Gildor Inglorion needs to be added to that list. Maybe Ioreth too. 


Your wish is my command 
within reason of course


----------



## Maeglin (Dec 25, 2002)

Sorry but I don't even remember who he was, and I can't edit the poll, only mods can.


Done and done. We live to serve. 


Oh never mind I figured out who they are.


----------



## Éomond (Dec 25, 2002)

Háma is my favorite most deffinitly. I think he along with Rohirrim were so brave. And if they didn't risk their lives and Saruman would have taken controll of Rohan then....
Anyway back to Háma, because he was brave, loyal, and comitted.


----------



## Aglarthalion (Dec 25, 2002)

Háma, for the reasons Éomond stated. xD


----------



## Confusticated (Dec 25, 2002)

Ah... Thanks Rangerdave. 


Gildor Inglorion is not only my favorite charactor with a brief appearance that may qualify as a hero, but is also my favorite immortal in the book. Why? His personality, he is kind, wise, and even jokes with the hobbits. I am fascinated by him. He must be at least 7,000 years old (as he is an exile) but he has a youthful playfullness all the same. He is the in my opinion the most intriguing charactor out of all the Tolkien books that I have read. I don't doubt that part of this fascination is caused by the way he was introduced.


I suggested Ioreth so as not to sound like a total Gildor freak. 
There's a few others on the list that I would vote for before her.


----------



## Éomond (Dec 26, 2002)

Yeay Aglarthalion! I never thought anyone would agree with my exact words *sigh* I'll treasure this moment


----------



## Niniel (Dec 26, 2002)

Halbarad is my favourite, though it's a pity we hardly get to know him. I would really like to know more of him, and of the other Rangers as well.


----------



## Wolfshead (Dec 26, 2002)

> _Originally posted by Nóm _
> *Maybe Ioreth too. *


You're kidding? Ioreth is just plain annoying, talking all the time and everything.

I voted for Fatty Bolger, he raised the alarm in Crickhollow and stopped the Black Riders from running down the Hobbits as they started. Quite an important character, I think.

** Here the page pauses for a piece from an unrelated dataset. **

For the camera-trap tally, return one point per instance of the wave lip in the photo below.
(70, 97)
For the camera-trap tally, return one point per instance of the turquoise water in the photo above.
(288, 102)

And besides, Glorfindel didn't do anything, it was Arwen that rescued Frodo  Relax, I'm kidding, don't shoot


----------



## Maeglin (Dec 26, 2002)

Good then, I hope you are kidding for your sake.

P.S. Thanks RD!


----------



## YayGollum (Dec 28, 2002)

Well, I would have said Gollum, but I guess he doesn't really fit this poll's requirements. I voted for Barliman Butterbur just because. I love useless and absent-minded characters!


----------



## chrome_rocknave (Dec 28, 2002)

I voted Fatty--- because I feel sorry for him...he had the potential to be a hero, but was left behind. And actually he was more heroic to stay in the Shire, posing as Frodo, than to escape. The other hobbits ran away (in a sense) but good ol' Fatty stayed behind


----------



## gandalfthegreat (Dec 29, 2002)

*My Favorite, not so important character in LoTR.*

My favorite umm..."Not So Important" character in LoTR would have to be Barliman Butterbur. He is, how should I put this, oblivious to what is actually going on around him, but plays an important part. Little is known about him, but he keeps The Prancing Pony running smoothly, and as absent minded as he is still delivers Gandalfs message to Frodo and the crew. So yeah, Butterbur gets my vote.

-Gandalf-


----------



## e.Blackstar (Dec 31, 2004)

I like zhem all! I voted for Gildor...but Glorfindel is a close second. Actually, they're tied!


----------



## Thráin II (Dec 31, 2004)

Gildor Inglorion to the end! He was so important, the first elf we see in the LotR, and him and his company of elves give the hobbits hope when they are walking through the woods and are starting to get lonely.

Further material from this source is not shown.